Nuestro producto más reciente, ORCANA, comenzó exactamente así: como una idea que lentamente se transformó en un dispositivo completamente desarrollado que ahora forma parte del portafolio de Telegrafia.

Proceso De Diseño Del Intercomunicador Industrial: De Los Bocetos Al Concepto Final
Una vez que supimos lo que queríamos que lograra el intercomunicador, comenzó el verdadero trabajo. Desde el punto de vista técnico, gran parte del desarrollo ya estaba bastante cerca de su etapa final en ese momento, y ORCANA tenía una base funcional sólida. Por lo tanto, este artículo se centra principalmente en la creación del diseño: en cómo una plataforma técnica casi terminada evolucionó hacia un intercomunicador industrial visualmente refinado y orientado al usuario.
Comenzamos con bocetos simples, explorando cómo debería verse y sentirse un dispositivo industrial. Nuestro objetivo era claro: un diseño que transmitiera durabilidad y fiabilidad, pero que al mismo tiempo destacara visiblemente. No queríamos una caja industrial típica; queríamos algo funcional, moderno y un poco sorprendente. Se crearon, compararon, refinaron e incluso desecharon muchos conceptos de diseño antes de encontrar la dirección adecuada.
A medida que el diseño avanzaba, también nos centramos en los materiales, la ergonomía y la usabilidad general. Elegir la estructura y el tratamiento de la superficie adecuados fue esencial para garantizar la resistencia a largo plazo en entornos exigentes. Algunos compromisos entre estética y practicidad fueron necesarios, como suele ocurrir en el desarrollo real de un producto. Sin embargo, cada iteración nos acercó más al aspecto final de nuestro nuevo intercomunicador.
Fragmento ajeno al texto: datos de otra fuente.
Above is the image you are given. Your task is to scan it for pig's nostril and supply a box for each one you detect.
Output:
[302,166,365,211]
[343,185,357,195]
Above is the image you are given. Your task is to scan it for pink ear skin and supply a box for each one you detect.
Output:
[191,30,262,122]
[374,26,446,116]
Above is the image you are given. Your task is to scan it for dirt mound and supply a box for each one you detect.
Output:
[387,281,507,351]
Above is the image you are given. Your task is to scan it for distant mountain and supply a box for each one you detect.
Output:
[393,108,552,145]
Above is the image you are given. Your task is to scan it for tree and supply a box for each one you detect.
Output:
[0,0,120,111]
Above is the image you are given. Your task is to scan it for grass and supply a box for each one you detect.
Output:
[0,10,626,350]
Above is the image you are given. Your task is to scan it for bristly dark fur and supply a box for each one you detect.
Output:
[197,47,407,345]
Creación De Una Familia Versátil De Intercomunicadores Industriales
Tras definir el diseño final, la atención se dirigió a las variantes del producto. ORCANA fue concebido como una familia versátil de intercomunicadores industriales, por lo que creamos múltiples versiones: con auricular, con teclado, con lector RFID o modelos simples solo con botones. Cada versión requirió sus propias pruebas y ajustes, pero todas comparten la misma filosofía de diseño y la misma base técnica.
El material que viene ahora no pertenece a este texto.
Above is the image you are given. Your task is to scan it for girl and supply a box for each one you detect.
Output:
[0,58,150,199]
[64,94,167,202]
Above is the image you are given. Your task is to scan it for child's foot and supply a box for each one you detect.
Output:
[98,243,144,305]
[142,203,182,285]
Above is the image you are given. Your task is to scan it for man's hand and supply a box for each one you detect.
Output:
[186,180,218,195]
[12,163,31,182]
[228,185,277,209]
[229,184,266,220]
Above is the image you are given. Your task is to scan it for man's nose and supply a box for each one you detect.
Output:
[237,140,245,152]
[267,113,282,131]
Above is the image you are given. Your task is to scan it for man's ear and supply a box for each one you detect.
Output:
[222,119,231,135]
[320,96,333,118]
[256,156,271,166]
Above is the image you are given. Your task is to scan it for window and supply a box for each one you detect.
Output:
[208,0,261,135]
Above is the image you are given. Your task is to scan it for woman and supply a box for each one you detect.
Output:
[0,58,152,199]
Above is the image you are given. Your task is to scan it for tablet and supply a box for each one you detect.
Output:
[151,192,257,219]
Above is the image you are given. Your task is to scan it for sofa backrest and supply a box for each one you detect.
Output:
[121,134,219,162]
Curiosamente, el nombre del producto, ORCANA, llegó más tarde de lo esperado. Aunque la lluvia de ideas comenzó temprano, el nombre definitivo surgió solo en las fases más avanzadas del desarrollo. Debía sonar fuerte, memorable y alineado con nuestra marca.
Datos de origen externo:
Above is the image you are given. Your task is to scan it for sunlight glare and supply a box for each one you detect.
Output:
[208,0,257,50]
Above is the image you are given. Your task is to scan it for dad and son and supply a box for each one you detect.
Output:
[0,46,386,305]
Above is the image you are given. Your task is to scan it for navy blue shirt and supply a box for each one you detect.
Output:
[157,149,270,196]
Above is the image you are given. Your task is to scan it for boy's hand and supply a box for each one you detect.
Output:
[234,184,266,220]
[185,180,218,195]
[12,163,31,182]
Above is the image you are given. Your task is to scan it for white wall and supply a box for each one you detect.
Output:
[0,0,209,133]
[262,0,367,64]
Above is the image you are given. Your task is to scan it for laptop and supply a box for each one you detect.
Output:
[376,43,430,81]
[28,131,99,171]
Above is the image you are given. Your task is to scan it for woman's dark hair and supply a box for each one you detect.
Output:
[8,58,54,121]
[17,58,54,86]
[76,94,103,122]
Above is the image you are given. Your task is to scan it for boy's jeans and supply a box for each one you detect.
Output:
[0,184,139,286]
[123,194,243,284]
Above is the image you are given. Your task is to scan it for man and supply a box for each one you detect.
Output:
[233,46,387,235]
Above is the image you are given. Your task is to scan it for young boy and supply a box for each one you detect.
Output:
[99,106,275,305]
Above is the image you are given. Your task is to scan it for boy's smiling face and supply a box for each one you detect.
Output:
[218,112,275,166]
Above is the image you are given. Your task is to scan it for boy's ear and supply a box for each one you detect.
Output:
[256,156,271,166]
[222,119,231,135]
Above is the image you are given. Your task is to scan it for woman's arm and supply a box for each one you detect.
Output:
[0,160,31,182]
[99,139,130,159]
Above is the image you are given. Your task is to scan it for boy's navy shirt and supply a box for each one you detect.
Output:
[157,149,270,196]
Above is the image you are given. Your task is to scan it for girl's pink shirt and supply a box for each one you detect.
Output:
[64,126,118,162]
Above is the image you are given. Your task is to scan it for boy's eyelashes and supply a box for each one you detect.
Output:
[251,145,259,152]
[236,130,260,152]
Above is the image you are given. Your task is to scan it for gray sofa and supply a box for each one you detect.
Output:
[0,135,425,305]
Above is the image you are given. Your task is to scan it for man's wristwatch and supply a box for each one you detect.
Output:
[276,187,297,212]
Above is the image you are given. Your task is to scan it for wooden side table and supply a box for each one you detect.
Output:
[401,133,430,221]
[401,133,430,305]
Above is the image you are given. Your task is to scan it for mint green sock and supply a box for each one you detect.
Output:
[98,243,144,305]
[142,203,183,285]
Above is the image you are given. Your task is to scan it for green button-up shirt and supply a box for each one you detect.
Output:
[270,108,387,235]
El nombre se inspiró en Orcaella, un género de delfines conocido por su inteligencia y sus sofisticadas habilidades de comunicación, una referencia simbólica a la claridad, la capacidad de respuesta y la interacción fiable. Una vez elegido el nombre, la última parte del proceso fue diseñar el logotipo, que debía complementar el dispositivo de manera armoniosa y mantenerse coherente con la identidad visual de Telegrafia.
Hoy, el camino de desarrollo está completo. ORCANA ha evolucionado desde una idea inicial hasta convertirse en una solución de intercomunicación industrial totalmente desarrollada y lista para el uso real. Y como sucede con cada nuevo producto, el camino desde el concepto hasta la versión final estuvo lleno de aprendizaje, mejoras y creatividad.
La innovación no siempre se basa en cambios radicales; a veces surge de replantear los detalles. ORCANA combina ingeniería probada con ideas frescas de diseño, creando un intercomunicador industrial que lleva los estándares modernos de comunicación a entornos exigentes. Con este producto, estamos orgullosos de aportar no solo un nuevo dispositivo, sino también un avance en la forma en que la comunicación industrial puede verse y funcionar.


Artículo escrito por
Róbert Jakab
Robert es como una fotografía en movimiento, porque es como un video. Puede capturar 60 imágenes por segundo. Siempre que pasa algo, lo registra. Actualmente, está trabajando en videos más pequeños y espera hacer un largometraje algún día y luego su secuela. Telegrafia 2: Monkey Power (Poder de mono)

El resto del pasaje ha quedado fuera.